Another ETN to consider is the iPath Pure Beta Sugar ETN (NYSEARCA:SGAR) that tracks the Barclays Capital Sugar Pure Beta Index. The ETN's approach seeks to select the contract that best tracks the front year average price in order to mitigate the negative impact of contango. The approach seems to be working well, as the note is up 4.48% year-to-date, outperforming SGG. It charges investors 75 basis points a year for exposure.
The Teucrium Sugar Fund (NYSEARCA:CANE) is the only ETF on the market that tracks a benchmark of several sugar futures. The fund is up by 4.27% year-to-date, but given its structure and exposure to sugar futures, it is the most volatile of the three exchange-traded products. The volatility, though risky, offers the investor to benefit the most from sudden price changes. So if one predicts a spike in sugar prices, this ETF would be a wiser option. The approach also seeks to reduce the impact of backwardation and contango, though it charges a hefty 1.62% in expenses.

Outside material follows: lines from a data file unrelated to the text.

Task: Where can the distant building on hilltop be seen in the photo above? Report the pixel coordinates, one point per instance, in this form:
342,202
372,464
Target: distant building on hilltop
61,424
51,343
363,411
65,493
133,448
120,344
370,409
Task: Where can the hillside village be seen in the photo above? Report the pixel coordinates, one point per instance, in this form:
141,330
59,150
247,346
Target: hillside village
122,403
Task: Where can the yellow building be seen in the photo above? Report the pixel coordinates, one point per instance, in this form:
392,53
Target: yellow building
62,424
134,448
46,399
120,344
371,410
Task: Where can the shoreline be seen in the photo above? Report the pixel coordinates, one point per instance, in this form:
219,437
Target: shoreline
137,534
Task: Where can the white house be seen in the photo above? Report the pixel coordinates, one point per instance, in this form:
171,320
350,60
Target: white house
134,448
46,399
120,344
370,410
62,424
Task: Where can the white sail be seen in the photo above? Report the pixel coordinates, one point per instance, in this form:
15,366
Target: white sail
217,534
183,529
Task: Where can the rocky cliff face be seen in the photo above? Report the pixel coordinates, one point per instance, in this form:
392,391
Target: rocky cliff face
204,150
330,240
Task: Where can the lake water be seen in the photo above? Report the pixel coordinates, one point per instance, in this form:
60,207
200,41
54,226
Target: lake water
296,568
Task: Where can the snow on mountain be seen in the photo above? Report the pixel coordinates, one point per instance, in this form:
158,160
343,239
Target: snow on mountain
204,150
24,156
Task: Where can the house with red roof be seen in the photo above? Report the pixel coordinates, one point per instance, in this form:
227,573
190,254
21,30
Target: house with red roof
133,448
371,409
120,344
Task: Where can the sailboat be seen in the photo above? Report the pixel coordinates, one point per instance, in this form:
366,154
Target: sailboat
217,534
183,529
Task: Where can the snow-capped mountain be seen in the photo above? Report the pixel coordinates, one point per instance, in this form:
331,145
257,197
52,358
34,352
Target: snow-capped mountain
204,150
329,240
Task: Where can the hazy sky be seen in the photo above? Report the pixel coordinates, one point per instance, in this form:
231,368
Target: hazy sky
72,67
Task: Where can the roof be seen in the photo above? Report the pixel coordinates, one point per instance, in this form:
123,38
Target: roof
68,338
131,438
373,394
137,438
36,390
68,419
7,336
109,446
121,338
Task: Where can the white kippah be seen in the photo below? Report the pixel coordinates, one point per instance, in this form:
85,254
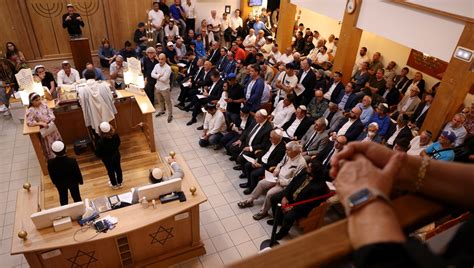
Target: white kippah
104,127
157,173
279,132
57,146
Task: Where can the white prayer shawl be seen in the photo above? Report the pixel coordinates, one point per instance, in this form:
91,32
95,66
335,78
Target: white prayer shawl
97,103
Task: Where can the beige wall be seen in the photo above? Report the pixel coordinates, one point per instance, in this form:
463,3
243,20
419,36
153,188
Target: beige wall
324,25
391,50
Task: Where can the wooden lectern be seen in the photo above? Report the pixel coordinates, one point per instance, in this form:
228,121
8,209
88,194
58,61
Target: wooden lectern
81,53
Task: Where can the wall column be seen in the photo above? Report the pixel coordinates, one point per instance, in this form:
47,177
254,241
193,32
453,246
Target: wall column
245,10
456,83
349,40
286,20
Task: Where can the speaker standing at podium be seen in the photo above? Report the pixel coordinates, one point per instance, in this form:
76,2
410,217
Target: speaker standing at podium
73,22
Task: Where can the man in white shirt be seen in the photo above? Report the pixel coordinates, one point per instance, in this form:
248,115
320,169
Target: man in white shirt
283,111
236,23
156,18
161,73
68,75
361,58
420,143
457,126
213,128
117,69
215,22
171,31
274,56
189,10
249,41
287,57
286,82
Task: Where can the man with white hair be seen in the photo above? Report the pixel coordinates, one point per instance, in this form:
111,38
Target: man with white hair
268,159
315,139
249,40
117,68
161,73
67,75
156,174
457,126
371,134
64,173
420,143
254,138
292,164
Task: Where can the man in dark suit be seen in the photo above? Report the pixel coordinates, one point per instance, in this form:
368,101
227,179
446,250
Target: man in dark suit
230,65
421,111
333,146
335,87
350,127
302,187
315,140
401,81
268,158
64,173
214,53
417,81
189,82
347,99
254,88
298,124
254,138
306,82
211,94
400,131
334,116
198,85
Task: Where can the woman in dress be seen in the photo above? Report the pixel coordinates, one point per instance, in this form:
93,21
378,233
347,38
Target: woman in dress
39,114
15,56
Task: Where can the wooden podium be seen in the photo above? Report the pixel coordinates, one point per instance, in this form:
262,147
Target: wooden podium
81,53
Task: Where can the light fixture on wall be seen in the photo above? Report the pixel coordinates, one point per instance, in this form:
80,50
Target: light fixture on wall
463,53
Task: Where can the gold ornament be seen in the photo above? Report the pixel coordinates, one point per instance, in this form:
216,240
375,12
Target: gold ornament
27,186
22,235
192,189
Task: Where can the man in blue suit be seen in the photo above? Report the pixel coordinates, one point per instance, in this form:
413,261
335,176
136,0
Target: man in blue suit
254,88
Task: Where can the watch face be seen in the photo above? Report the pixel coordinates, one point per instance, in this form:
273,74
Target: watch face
360,197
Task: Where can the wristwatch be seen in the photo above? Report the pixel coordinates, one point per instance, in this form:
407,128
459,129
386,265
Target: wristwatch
363,197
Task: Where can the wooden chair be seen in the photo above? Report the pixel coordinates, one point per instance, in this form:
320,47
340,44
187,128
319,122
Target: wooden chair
315,218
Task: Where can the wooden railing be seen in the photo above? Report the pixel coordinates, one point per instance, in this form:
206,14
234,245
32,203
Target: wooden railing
330,244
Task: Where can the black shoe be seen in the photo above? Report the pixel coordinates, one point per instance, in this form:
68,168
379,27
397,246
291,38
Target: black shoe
159,114
192,121
280,235
244,185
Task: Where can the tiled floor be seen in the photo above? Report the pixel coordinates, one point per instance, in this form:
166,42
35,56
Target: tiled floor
229,233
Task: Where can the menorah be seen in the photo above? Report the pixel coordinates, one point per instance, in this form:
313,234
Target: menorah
88,9
49,11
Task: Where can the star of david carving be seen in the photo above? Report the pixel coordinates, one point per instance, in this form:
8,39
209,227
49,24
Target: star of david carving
162,235
82,259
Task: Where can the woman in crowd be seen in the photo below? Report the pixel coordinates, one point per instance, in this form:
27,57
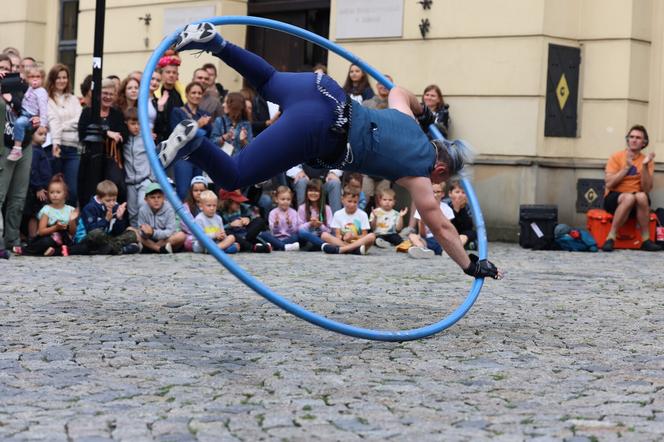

The recent developments pertaining to supply-side issues in the sugar market are not easy to reverse, considering new crops require a full season to develop. The downward revision of yearly output in Brazil, the nation that accounts for 22% of world's sugar production, is likely to impact the global sugar supplies this year. The situation in India is compounding the negative outlook as the nation also sees lower output for current year. Besides, the increasing usage of sugar for biofuels will have an impact on the export capacities of sugar-producing nations. As a result, sugar prices may see action not only in short term but also in long term. Therefore, to benefit from the current trends in the sugar market, investors might want to invest in the above-mentioned exchange-traded products.
Disclosure: I have no positions in any stocks mentioned, and no plans to initiate any positions within the next 72 hours. I wrote this article myself, and it expresses my own opinions. I am not receiving compensation for it (other than from Seeking Alpha). I have no business relationship with any company whose stock is mentioned in this article.